L'ex compagno aggiunge: "Sono addolorato, gli devo tantissimi gol"

Matteo Pifferi

Nella giornata di ieri, il mondo nerazzurro e del calcio italiano ha pianto la scomparsa di Mario Corso che si è spento all'età di 78 anni. La Gazzetta dello Sport ha intervistato Sandro Mazzola, che ha dedicato queste parole al compagno di tante vittorie.

Caro Mazzola, la Grande Inter dice addio a un altro dei suoi campioni.

«E del resto gli anni Sessanta distano ormai quasi sessant’anni... Non sapevo che Mario fosse ricoverato in ospedale e quindi sono rimasto ancora più addolorato. Perché abbiamo condiviso molta strada non solo da calciatori ma anche nelle nostre vite successive. Da dirigente nerazzurro gli chiedevo di andare in giro a osservare i giovani, per i quali aveva un occhio particolare. E quando Corso veniva a dirmi “quello è da prendere”, lo prendevo senza il minimo dubbio».

In campo gli deve...

«Tantissimi gol, davvero. Lui è stato esaltato dalla critica per la capacità di calciare le punizioni, le famose foglie morte, cioè un pallonetto liftato a scavalcare la barriera che poi planava improvviso lasciando di sasso il portiere.
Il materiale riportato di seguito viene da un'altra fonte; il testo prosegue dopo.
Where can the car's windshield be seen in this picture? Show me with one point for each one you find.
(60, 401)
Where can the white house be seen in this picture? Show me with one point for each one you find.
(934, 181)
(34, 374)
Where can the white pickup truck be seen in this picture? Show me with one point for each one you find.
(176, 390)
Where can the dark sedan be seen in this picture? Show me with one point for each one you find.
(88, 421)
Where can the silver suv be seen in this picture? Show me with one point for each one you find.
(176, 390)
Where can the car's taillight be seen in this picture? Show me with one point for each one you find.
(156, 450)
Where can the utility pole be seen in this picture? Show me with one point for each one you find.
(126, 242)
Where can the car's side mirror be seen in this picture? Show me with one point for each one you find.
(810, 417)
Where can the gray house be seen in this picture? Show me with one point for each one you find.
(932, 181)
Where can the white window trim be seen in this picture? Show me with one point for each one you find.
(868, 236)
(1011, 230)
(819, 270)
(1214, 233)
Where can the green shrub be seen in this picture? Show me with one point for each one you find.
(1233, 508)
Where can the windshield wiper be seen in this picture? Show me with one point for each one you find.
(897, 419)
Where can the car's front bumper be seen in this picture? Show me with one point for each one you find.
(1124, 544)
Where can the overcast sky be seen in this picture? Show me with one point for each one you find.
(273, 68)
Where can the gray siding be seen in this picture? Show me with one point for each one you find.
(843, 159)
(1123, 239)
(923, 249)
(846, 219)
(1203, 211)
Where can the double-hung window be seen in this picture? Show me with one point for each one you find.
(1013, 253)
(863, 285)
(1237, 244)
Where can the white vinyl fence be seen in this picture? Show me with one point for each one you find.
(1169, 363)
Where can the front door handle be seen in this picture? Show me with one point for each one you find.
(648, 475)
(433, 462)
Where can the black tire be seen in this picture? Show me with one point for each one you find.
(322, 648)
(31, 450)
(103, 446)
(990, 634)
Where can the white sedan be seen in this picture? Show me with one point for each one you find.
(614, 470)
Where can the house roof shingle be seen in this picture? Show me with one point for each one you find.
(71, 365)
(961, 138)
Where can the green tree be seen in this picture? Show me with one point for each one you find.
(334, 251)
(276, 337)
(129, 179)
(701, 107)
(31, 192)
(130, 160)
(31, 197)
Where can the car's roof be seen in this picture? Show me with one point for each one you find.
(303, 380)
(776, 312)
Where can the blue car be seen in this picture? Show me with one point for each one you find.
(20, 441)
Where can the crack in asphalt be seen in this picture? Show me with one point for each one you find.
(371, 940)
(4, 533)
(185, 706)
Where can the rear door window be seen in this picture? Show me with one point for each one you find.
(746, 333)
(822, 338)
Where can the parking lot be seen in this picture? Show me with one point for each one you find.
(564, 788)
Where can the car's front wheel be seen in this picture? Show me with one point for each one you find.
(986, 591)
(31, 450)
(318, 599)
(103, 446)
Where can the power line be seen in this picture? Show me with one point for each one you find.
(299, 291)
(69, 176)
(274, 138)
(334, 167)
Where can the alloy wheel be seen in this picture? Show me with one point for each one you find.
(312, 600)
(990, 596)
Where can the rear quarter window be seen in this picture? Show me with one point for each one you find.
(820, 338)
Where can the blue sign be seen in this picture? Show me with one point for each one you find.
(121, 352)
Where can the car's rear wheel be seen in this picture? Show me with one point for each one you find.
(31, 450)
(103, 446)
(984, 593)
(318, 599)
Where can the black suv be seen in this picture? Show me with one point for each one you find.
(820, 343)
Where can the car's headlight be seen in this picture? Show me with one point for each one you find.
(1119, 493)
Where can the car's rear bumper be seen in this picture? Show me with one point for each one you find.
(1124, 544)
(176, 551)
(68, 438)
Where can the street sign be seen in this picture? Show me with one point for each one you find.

Certo, bravissimo in quello. Ma il suo pezzo forte era il passaggio».

Gli piaceva il ruolo di assist man?

«Sì, sì, godeva da matti a mandarci a rete. Ci misi un po’ a capire le sue giocate a ridosso dell’area, poi realizzai che quando guardava a sinistra avrebbe passato a destra e viceversa... Il difensore ci cascava sempre e io, muovendomi in anticipo, arrivavo in area in vantaggio: dal suo piede felpato il pallone ti arrivava docile, con i giri contati. Metterlo dentro diventava un esercizio da scuola elementare».

Era il pupillo di Angelo Moratti: verità o leggenda?

«Assoluta verità: il nostro presidente stravedeva per lui, lo divertiva troppo. E glielo dimostrava spesso: ho ancora negli occhi il Mercedes Pagoda che gli regalò ad Appiano Gentile... Ci avevo fatto un pensiero anche io... Ma tutta la famiglia, devo dire, amava Mariolino. Lui aveva un carattere particolare, era di poche parole: bisognava capirlo».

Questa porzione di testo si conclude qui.